Police said today that aunts of the Kahui twins told them three weeks ago who they thought killed the baby boys, but the head of the inquiry refused to say if arrests were imminent.
Denise and Fiona King, half-sisters to the twins' mother, Macsyne King, last night told TVNZ's Sunday programme they had given police the killer's name, and had been told by them that an arrest could be made early this week.
They said the killer of South Auckland twins Chris and Cru Kahui was a male member of the "Tight 12" group of family members.
The police investigation into the killing of the twins is into its sixth week, with no arrests.
Detective Senior Sergeant John Tims, who is heading the investigation, said this morning that police interviewed the aunts around three weeks ago, and the information they provided "has been evaluated".
But he would not speculate about arrests and said only that the inquiry was progressing well. His team are awaiting pathology and ESR results, which are still some weeks away.
The twins died in Auckland's Starship hospital on June 18, from injuries including broken ribs, brain damage, and for one of the twins, a broken thigh bone.
The aunts said Macsyne and her brother, Robert King, had given the killer's name when asked by family members. They told the programme it was "one of the Tight 12".
"As much as I would love to shout out the name, I don't think I am obliged to," said Fiona King.
Denise King then told interviewer Cameron Bennett: "What the sister Fiona asked Macsyne was 'Who was responsible? Macsyne's reply was [name bleeped out]. That was the answer'."
Bennett asked: "Did he deny it?"
Fiona King replied "no".
TVNZ news head Bill Ralston said yesterday the decision to delete the name of the alleged killer was a regular editorial decision.
Fiona King said that when she heard on the news that her nephews had been killed, "I wanted to go and kill them [the killers] myself ... I will get you people for this."
Denise King said: "We are hurt just like the public, the world ... you are talking about our two nephews we never got to see."
The aunts said they were happy with the way police had handled the investigation and given the family time to bury the twins.

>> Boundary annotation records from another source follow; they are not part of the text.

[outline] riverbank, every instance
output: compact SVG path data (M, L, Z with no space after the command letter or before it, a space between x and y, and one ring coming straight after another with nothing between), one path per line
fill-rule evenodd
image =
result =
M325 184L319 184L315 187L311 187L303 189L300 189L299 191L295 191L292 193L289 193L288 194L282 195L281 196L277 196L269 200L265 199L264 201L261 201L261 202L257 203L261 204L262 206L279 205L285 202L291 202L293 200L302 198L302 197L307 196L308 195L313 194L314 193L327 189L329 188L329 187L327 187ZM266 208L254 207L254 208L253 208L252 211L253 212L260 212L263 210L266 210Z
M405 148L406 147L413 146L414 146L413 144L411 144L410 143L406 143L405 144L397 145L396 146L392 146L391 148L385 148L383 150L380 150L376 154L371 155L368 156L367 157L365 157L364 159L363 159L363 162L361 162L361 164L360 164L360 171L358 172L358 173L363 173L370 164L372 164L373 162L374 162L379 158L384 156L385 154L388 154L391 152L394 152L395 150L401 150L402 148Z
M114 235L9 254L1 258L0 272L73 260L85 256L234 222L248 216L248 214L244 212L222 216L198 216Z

But Denise King did not believe other family members shared their feelings of gratitude.
"I think they are just really ungrateful, because they were given compassionate [time], and still today nothing has been dealt with."
In the interview, the women attacked their half-sister, and the wider Kahui-King family.
Macsyne King, they said, had never wanted to be a mother.
"It's obvious, isn't it?" Denise King said. "She is into parties and groups of people. A lot of them are dysfunctional-looking people.
"These are the sort of people she liked to hang around with ...
"From how she was when she was young, she has changed."
The family came in for national criticism after they broke a promise to go to police after the twins' funerals.
Instead the family went in to private meetings, and appointed a distant relative as spokeswoman.
Both aunts attended a two-hour family hui after the twins' funerals, and said they were disgusted by the attitude of family to the deaths.
"They looked like they didn't give a shit. It looked like they had moved on," Denise King said.
Fiona King said: "I think I shed more tears at that meeting than any of them."
Neither Macsyne King's lawyer, Marie Dyhrberg, nor Mr Tims could be reached for comment on last night's programme.
But Lorraine Smith, lawyer for the twins' father, Chris Kahui, said last night she was not troubled by the content of the programme.
"There's nothing in it I regard as requiring me to speak with my client urgently."